I disagree with the parking meter people, yet I urge them to stand ground. The key is durability. I learn of parents protesting VAT on private education, and beseech them to get involved in the qualitative, as in what and how the children are doing during their school career. I think of the protesting Wales sugar workers, and I urge them (and their leaders) to be sensible, as well as practical. These three examples have been singled out for reference purposes only.
It is my position that protests are, when legitimate, a constitutionally sanctioned course of action, no matter how anathematic it might be to friends, neighbours and countrymen. At the very least, much needed attention is drawn to perceived, and sometimes real, issues and injustices. But as I write this, there is the concern that protests (and protesters) are slowly gaining the tinge, and attracting the curse of a professional apparatus. As I watch some instances of these public exercises, I wonder why there are so few genuinely poor people in the midst; a grassroots origin appears to be palpably absent.
On too many occasions, the media coverage is about people focused on matters that have roots in money: that is, spending, or not receiving. Now that is a sacred right best not curtailed or squeezed in any way. Still, it would be gratifying to observe more protests dedicated to quality of life issues and holding each other’s feet to the flame.
Examples that come to mind include 1) protesting before City Hall – undesired roads and undesired leadership, for starters; 2) protesting before the Ministry of Public Security –lower/increase that curfew to midnight, I like 10 o’clock better; 3) protesting before the Ministry of Finance (and the GRA) –shout and cry over the deluge of tax charges levied all at once; 4) protesting before admired media houses – stop manufacturing or manipulating facts and opinions; 5) protesting before the Traffic Department – eliminate rank and file lethargy and disconnection from the lawlessness on the roads; and 6) protesting before Freedom House – ask the man not to run again, inestimably bad for the country.

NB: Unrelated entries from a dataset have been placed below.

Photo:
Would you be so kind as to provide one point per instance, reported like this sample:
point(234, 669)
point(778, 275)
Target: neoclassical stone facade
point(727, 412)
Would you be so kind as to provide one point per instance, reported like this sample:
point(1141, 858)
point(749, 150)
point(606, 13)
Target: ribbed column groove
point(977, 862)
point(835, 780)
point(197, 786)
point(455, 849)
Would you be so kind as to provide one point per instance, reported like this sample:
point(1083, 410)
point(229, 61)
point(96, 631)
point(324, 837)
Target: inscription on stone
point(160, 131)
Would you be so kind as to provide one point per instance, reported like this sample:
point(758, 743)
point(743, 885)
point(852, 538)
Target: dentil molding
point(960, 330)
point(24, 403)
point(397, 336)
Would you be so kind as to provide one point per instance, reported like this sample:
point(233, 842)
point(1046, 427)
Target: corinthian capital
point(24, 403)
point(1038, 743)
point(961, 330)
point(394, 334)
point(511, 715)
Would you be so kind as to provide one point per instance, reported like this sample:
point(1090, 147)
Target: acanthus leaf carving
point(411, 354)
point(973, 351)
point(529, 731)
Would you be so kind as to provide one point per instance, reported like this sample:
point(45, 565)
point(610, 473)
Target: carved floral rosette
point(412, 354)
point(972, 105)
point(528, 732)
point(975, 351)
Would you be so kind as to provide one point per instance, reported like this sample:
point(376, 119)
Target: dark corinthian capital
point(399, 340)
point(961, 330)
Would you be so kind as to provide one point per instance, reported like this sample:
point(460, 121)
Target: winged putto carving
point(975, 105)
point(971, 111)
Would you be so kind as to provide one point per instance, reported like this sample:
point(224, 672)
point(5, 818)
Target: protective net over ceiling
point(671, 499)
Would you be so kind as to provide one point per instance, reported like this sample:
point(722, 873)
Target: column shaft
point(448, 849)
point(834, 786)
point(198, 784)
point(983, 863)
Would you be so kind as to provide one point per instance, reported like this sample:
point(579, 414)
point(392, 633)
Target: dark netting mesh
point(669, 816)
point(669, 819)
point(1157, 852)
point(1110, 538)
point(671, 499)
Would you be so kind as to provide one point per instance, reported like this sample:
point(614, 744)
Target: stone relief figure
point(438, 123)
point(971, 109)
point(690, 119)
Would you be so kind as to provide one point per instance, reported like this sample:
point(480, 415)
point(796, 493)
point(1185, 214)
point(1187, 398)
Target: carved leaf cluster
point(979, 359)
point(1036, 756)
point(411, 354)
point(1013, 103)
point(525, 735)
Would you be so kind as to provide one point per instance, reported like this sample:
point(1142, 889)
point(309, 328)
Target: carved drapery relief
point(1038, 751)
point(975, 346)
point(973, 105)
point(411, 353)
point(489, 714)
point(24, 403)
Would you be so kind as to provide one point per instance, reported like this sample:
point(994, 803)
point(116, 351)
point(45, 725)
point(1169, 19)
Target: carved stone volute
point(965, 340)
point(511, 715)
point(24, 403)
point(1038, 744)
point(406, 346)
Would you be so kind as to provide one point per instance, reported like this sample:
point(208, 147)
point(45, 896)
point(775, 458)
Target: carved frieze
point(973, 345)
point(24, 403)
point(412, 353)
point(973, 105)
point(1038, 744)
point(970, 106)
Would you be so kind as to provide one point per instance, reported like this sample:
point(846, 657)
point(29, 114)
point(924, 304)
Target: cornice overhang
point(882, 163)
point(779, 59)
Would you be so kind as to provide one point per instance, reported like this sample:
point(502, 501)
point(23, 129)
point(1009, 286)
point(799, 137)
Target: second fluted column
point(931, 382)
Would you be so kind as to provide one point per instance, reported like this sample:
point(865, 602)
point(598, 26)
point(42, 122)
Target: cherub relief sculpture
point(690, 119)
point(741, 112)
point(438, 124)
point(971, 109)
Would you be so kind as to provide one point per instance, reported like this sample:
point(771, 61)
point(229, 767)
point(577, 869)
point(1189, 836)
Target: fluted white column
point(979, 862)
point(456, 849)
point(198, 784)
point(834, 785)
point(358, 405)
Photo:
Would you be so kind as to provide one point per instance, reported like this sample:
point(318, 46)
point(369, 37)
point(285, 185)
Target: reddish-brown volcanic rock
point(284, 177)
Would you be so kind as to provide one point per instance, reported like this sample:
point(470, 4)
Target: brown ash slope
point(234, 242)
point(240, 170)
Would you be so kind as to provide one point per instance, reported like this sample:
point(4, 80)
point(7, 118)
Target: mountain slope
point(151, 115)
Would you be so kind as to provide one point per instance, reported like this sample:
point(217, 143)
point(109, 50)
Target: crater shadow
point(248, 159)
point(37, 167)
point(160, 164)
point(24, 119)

Since there are no dollars involved, these could be hard sells to a populace beginning to suffer from protest fatigue. But come to think of it, the last example, that one about not running for another term is, indeed, money oriented.
Last, the protesting class (it is that, and it is rarely of the working kind) must be careful that it is not dismissed as the antics of the idle, the white-gloved, and those in love and yearning for the extravagances of yesteryear. This would attract that terrible label: ‘Protests R Us!’ Or have time, will travel. Any one of these will defeat any good cause and intention.